I had to write this because the comments on this bug were horrifying. :)
Comment 7 michael perigard 2008-01-20 02:35:25 UTC
*** This bug has been confirmed by popular vote. ***
Comment 8 Alec Kloss 2008-05-16 16:36:16 UTC
In kopete 0.12, this can't be done.  The pertinent bit of code is in kopete/protocols/jabber/jabberclient.cpp:

        QPtrList<QCA::Cert> certStore;
        d->jabberTLS->setCertificateStore ( certStore );

Yes, that's an empty certificate store list.  I've hacked around in QCA-TLS to get it to add the certificates in $OPENSSL/certs and I've also hacked around in kopete to get it to add the certificates from KDE's certificate store.  There's also a bug where Kopete then tries to validiate the server certificate against the IM domain rather than the server hostname.  This keeps it from working correctly for at least talk.google.com.  I've got an awfulhack which fixes this too, but it requires changing a private mHost to public and blindly upcasting from XMPP::Connector to a JabberConnector... yikes.  Would a kopete developer like patches?
Comment 9 Dominik Tritscher 2008-07-22 11:58:47 UTC
I'm using kopete 0.50.80 from Kubuntu packages and can't reproduce that bug here.
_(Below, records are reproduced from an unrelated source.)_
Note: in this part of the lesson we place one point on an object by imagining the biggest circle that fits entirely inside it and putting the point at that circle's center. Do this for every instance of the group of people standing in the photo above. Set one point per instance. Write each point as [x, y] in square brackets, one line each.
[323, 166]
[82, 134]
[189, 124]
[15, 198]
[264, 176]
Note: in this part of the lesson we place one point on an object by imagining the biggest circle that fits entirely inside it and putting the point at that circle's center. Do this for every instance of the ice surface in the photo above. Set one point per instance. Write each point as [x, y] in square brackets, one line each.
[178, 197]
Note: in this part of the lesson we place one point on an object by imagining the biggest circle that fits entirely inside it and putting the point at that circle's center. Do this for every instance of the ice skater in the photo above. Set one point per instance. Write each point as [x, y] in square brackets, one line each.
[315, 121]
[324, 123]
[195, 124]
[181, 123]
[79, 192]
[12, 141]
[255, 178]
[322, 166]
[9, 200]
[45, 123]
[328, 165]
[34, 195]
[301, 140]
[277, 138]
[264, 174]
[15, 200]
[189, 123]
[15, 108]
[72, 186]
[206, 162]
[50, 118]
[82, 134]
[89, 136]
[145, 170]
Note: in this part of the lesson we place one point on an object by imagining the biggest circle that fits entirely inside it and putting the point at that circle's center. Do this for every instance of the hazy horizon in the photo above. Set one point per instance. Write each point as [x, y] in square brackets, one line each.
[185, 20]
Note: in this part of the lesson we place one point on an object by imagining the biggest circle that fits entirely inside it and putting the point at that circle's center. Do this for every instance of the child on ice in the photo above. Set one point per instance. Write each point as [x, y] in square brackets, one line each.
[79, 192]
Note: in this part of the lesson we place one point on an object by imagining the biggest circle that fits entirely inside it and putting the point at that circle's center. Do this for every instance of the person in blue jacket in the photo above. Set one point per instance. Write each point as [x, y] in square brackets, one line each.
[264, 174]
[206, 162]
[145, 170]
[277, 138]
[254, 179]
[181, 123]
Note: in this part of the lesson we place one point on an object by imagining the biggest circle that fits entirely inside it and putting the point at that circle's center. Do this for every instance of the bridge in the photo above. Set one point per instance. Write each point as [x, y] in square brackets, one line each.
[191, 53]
Comment 10 Roman Jarosz 2010-01-17 15:40:38 UTC
Please update to newer version as we don't have manpower to support Kopete in
KDE 3. If you still see this bug in new version please reopen this bug report.
Comment 11 Alex Pacini 2013-02-27 15:15:47 UTC
Hi,
I found some the same certificate problems in the last Kopete.
When I connect to talk.google.com kopete says that the certificate is invalid.
I I click cancel and i try to connect again, everything works.
The fact is that it doesn't even show the certificates details and i don't know how to save the certificate locally for a successive check.